The Music Festival has a thoroughly integrated education programme, Music Scores, which offers schools and the wider community the chance to work with professional musicians on projects linked to festival themes. There are opportunities for those with little or no music training or experience, as well as for those who are musically knowledgeable. It is part of the education programme's ethos to ensure that skills and interests acquired by participants during the workshops should live beyond the festival so that people feel encouraged to continue and develop their music-making.
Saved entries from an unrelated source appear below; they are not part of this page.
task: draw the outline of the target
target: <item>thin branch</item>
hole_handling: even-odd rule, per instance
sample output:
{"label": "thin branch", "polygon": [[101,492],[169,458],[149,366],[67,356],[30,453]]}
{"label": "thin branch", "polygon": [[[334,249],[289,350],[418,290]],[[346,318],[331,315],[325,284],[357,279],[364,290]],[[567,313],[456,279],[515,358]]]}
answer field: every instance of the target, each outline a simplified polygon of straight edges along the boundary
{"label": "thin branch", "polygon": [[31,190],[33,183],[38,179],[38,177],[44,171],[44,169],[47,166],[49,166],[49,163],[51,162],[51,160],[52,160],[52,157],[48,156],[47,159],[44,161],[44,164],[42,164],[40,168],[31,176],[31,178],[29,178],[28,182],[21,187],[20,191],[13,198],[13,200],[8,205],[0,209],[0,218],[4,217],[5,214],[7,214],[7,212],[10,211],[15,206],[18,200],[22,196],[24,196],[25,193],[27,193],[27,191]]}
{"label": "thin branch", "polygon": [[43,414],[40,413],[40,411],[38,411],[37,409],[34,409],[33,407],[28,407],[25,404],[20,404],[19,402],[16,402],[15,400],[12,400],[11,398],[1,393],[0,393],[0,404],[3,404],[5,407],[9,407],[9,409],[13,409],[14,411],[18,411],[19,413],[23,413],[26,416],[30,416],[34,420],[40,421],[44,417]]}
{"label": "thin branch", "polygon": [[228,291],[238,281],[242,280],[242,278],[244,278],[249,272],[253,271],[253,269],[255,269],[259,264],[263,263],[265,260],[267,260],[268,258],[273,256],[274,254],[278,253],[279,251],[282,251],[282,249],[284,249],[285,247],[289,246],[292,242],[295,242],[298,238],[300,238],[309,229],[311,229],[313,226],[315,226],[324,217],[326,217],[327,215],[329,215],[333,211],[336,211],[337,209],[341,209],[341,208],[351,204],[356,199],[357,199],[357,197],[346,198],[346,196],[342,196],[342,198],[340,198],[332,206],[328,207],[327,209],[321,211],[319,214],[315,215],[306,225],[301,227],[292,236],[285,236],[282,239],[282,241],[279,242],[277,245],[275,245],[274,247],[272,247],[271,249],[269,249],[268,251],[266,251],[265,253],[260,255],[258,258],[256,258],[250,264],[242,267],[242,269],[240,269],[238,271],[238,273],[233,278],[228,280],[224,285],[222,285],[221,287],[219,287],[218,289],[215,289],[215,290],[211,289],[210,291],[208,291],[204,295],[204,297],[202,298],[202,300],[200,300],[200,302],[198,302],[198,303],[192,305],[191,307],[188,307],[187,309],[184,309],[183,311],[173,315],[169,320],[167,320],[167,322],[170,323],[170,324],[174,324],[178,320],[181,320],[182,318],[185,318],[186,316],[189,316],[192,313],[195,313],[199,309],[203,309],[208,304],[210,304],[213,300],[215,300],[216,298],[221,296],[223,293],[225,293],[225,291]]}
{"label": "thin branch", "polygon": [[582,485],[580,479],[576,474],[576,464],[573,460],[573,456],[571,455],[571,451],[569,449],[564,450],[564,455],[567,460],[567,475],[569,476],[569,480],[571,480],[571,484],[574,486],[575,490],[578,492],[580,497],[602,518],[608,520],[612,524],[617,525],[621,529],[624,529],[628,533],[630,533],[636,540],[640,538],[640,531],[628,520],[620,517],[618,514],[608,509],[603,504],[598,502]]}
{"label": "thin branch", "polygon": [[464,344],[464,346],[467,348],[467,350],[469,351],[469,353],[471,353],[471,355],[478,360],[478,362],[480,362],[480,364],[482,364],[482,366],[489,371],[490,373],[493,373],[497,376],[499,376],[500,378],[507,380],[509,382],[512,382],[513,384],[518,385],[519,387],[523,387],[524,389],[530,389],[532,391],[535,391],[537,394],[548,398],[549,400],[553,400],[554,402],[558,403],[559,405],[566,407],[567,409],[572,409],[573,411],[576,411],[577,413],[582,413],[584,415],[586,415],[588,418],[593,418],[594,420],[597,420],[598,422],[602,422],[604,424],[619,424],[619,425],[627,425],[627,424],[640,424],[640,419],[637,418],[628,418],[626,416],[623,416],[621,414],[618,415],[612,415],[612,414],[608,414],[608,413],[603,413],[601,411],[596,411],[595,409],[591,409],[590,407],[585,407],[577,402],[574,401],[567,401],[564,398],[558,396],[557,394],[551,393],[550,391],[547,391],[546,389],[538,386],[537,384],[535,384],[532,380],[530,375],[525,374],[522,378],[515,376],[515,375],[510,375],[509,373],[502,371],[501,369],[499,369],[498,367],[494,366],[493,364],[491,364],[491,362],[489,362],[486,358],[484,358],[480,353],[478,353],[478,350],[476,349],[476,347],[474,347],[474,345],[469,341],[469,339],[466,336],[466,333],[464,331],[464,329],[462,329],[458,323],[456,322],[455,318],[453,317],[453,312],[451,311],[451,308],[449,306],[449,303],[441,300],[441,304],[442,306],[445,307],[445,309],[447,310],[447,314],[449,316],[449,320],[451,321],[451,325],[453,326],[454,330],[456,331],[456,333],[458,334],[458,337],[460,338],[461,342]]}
The Music Scores programme for 2003 included an opera project for primary schools, based on Lynne Plowman's new family opera Gwyneth and the Green Knight, and a chance for secondary school students to perform as part of a British premiere with the chamber group Between the Notes at the Everyman Theatre. Eight infant schools/nurseries took part in an under 5s music project, Eine Kleine Kindermusik, and there was an adult study afternoon on the life and works of Lennox Berkeley in what was to be his centenary year. The festival also allocated over five hundred free tickets to schools for festival events as part of the Free 4 Schools ticket scheme and a Festival Student Award scheme for gifted students gives six teenagers the chance to experience the festival behind the scenes.
Education work has recently been introduced as part of the Cheltenham International Jazz Festival which takes place over a bank holiday weekend in May each year. In 2003 the festival worked with secondary schools on a cross-curricular project, involving art and jazz, displaying the final pieces at the festival. School jazz bands were also given the chance to perform at the festival in an event called Jazz It Up!